Obrigado – disse amável e, sem graça, completou – Mas, não podia esperar um
horário decente para me ligar? Tipo, depois do meu café da manhã? Ou talvez uma
mensagem – ela esfriou – Um conto? Você era bom nisso. Parou e disse em tom
baixo, mas ainda para ele escutar – Bem, no nosso caso, creio que ainda assim não
seria adequado.
Ele
sorriu e respondeu calmo - Claro que não. Bem, você sabe. Eu sempre gostei de
ser o primeiro a te cumprimentar e pelo muito que sei de fuso horário, aí em
Paris acaba de dar meia-noite. E não sou de mandar mensagens. Eu ligo e falo. É
melhor.
Ela,
definitivamente, despertou.
-
É, mas não ligou desde que eu cheguei aqui em Paris e você ficou por aí. Nunca
aceitou, não é verdade? “A vida é feita de escolhas”, não foi essa a babaquice
que você me disse um dia antes do aeroporto? – ela emendou, remoendo o que não
devia.
Ele
respirou fundo e desconversou - Então, o que importa é que eu pensei. E pensei muito.
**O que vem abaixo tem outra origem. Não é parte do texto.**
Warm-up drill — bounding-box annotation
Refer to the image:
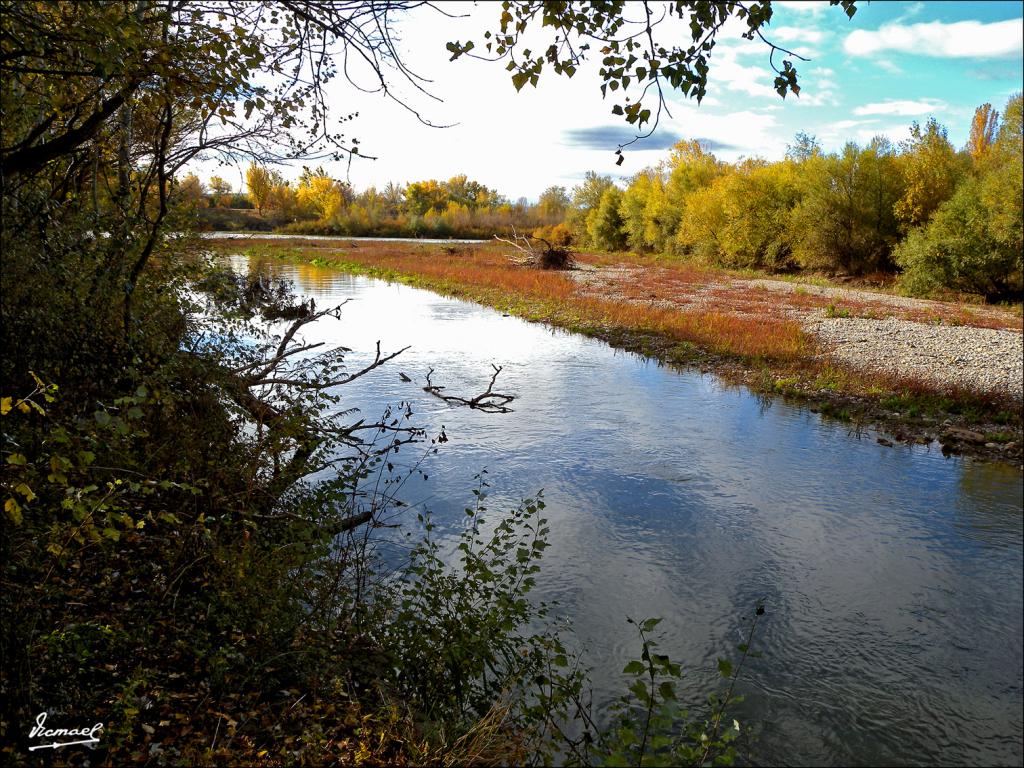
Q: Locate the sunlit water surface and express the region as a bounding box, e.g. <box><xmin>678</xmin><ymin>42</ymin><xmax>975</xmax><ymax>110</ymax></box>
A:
<box><xmin>232</xmin><ymin>257</ymin><xmax>1024</xmax><ymax>765</ymax></box>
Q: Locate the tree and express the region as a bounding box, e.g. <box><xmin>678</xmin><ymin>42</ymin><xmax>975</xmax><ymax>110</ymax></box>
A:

Então, resolvi arriscar e ligar para te desejar todas as coisas boas que você
sempre merece e mereceu. Todas. Te desejar o melhor, antes de qualquer outra
pessoa.
-
É? – ela provocou – E se eu estivesse acompanhada? Pensou nisso?
Ele
respondeu alegre – Sim, eu pensei. No entanto, resolvi tentar a sorte e, caso
você estivesse acompanhada, seria a hora de a pessoa perceber e sair fora
imediatamente.
Ela
escutou e ficou em silêncio. Pensativa naquela hipótese.
-
Mas percebo que acertei – ele completou.
Em
tom de tristeza, ela disse - Se você tivesse me escutado, não tivesse sido
idiota, poderia estar aqui comigo agora e não parado aí, telefonando em
horários inoportunos. Tudo poderia ter sido tão diferente – concluiu.
Após
um breve silêncio, ele disse – Ou poderá ser. Poderá ser diferente. Como vamos
saber, não é mesmo?
Ela
ficou em silêncio e dispersa por um instante, apenas observando a chuva
molhando a janela do seu quarto.
-
Então... – ele disse - ... que tal ser mais ágil e sair da cama para abrir a
porta aqui do edifício. Está chovendo, sabia? E está frio. Eu tenho só uma mala
pequena, mas não é impermeável e as roupas dentro dela vão molhar. E muito.
Ela
olhou para o telefone surpresa e balbuciou – Mas... o quê? Edifício? Que
bobagem está dizendo? – perguntou.
-
Por favor. Libere a entrada. Talvez seja melhor eu te desejar feliz aniversário
pessoalmente, ainda que completamente ensopado – disse com uma voz alegre.
Ela
mal acreditou e sorriu como há tempos não sorria.
O
maior dos seus sorrisos.
Feliz,
surpresa e acelerada, como tivesse ganho o melhor dos presentes.
A
melhor das surpresas.
E,
na verdade, não é para isso que serve um presente de aniversário?